Peter rappelte sich hastig wieder auf und wollte ihm gerade nachlaufen, als eine starke Hand ihn am Hemd packte und herumriss.
Peters Gesicht war nur wenige Zentimeter von dem des tobenden Obstverkäufers entfernt. Dieser bebte vor Wut, Peter packte die Angst.
Ganz ruhig, er musste jetzt einen klaren Kopf behalten...
"Du wagst es, AUF MICH ZU SPRINGEN?!", brüllte der Mann und hob seine fleischige Faust um Peter einen harten Schlag zu verpassen. Doch stattdessen schrie er schmerzhaft auf - Peter hatte ihn in die Hand, die ihn festhielt, gebissen. Augenblicklich lockerte sich der Griff des Mannes und Peter konnte sich losreißen. Noch bevor der Mann verstand was passiert war, hechtete Peter bereits durch die verblüffte Menge und verschwand in die schützenden Gassen, in die keiner ihm folgen würde. Die anderen Jungen warteten bereits dort auf ihn.
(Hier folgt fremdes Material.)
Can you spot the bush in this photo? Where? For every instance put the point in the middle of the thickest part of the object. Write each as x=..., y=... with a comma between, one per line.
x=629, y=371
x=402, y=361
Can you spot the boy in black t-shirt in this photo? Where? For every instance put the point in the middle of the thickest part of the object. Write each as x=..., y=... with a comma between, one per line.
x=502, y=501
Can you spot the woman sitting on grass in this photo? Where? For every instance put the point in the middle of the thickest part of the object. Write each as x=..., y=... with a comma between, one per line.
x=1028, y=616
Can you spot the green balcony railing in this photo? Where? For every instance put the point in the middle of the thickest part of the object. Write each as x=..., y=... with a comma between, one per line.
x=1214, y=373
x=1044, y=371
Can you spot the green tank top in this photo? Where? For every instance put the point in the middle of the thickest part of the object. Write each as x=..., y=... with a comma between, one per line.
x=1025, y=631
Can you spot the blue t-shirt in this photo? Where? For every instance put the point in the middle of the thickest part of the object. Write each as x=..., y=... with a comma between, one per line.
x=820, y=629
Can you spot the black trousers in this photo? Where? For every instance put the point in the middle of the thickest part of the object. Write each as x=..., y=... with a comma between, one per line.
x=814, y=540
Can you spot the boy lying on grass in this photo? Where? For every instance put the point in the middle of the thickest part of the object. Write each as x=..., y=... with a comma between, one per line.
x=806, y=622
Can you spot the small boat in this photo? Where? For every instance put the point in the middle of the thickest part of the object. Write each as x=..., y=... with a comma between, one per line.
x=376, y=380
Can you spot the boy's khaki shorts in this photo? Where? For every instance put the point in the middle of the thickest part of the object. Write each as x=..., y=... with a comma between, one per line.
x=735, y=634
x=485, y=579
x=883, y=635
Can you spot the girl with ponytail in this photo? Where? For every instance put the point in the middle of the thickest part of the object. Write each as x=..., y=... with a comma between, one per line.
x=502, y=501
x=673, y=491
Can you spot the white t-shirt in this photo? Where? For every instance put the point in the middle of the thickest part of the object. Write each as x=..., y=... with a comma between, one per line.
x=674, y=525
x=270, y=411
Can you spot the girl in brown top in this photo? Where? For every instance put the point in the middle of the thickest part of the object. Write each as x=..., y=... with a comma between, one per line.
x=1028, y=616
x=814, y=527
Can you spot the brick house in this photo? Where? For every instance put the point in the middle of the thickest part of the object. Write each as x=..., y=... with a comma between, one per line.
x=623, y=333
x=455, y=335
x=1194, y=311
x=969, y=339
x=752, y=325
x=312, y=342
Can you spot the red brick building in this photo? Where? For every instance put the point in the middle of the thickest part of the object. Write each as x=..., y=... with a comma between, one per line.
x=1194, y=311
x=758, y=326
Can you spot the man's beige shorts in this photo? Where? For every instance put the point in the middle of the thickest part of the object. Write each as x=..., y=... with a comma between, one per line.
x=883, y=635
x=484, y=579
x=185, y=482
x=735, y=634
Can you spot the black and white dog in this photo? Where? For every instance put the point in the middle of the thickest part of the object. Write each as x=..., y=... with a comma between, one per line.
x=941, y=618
"Peter!", rief ein Junge namens Nibs erleichtert, als Peter um die Ecke kam. "Wir dachten schon, du schaffst es nicht mehr."
Peter warf einen Blick auf das viele Obst in ihren Armen und lächelte zufrieden. Das war doch mal eine gelungene Beutejagd gewesen!
"Was ist denn passiert?", fragte Curly ihn stirnrunzelnd, als Peter sich den Dreck von der zerschlissenen Hose klopfte. Er warf einen unauffälligen Blick auf den niedergeschlagenen Tootles. Er hatte Mitleid mit ihm.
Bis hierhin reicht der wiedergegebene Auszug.